Geometry Tip: If the normal vector is $\hat{i}+\hat{j}+\hat{k}$, the equation must be of the form $x+y+z = d$. You can find '$d$' instantly by plugging the given point $(0,1,1)$ into $x+y+z$, getting $0+1+1 = 2$.

Answer 1

The Correct Option is B

Concept:
The Cartesian equation of a plane passing through a specific point $(x_1, y_1, z_1)$ with a normal vector $\vec{n} = a\hat{i} + b\hat{j} + c\hat{k}$ is given by the formula $a(x - x_1) + b(y - y_1) + c(z - z_1) = 0$.

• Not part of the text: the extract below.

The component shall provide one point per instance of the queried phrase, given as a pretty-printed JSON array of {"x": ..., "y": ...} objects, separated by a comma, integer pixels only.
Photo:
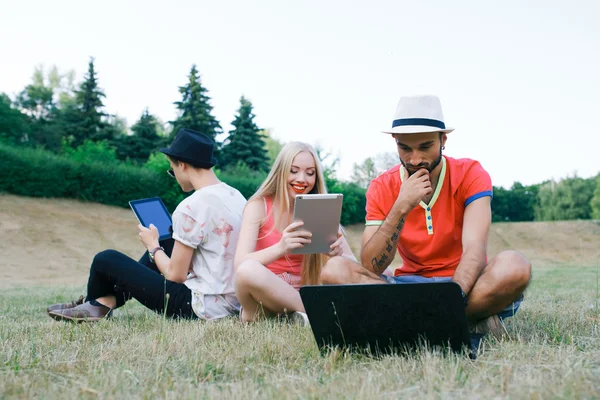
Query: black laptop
[{"x": 387, "y": 319}]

Step 1: Identify the normal vector components.
The normal vector is $\vec{n} = \hat{i} + \hat{j} + \hat{k}$. The scalar components $(a, b, c)$ of the normal vector are $(1, 1, 1)$.

Step 2: Identify the given point on the plane.
The plane passes through the point $(x_1, y_1, z_1) = (0, 1, 1)$.

Step 3: Substitute values into the plane equation.
Using the formula $a(x - x_1) + b(y - y_1) + c(z - z_1) = 0$: $$1(x - 0) + 1(y - 1) + 1(z - 1) = 0$$

Step 4: Expand the algebraic equation.
Distribute the coefficients (which are just 1) into the parentheses: $$x + y - 1 + z - 1 = 0$$

Step 5: Simplify to match the standard form.
Combine the constant terms and move them to the right side of the equation: $$x + y + z - 2 = 0$$ $$x + y + z = 2$$ Hence the correct answer is (B) $x+y+z=2$.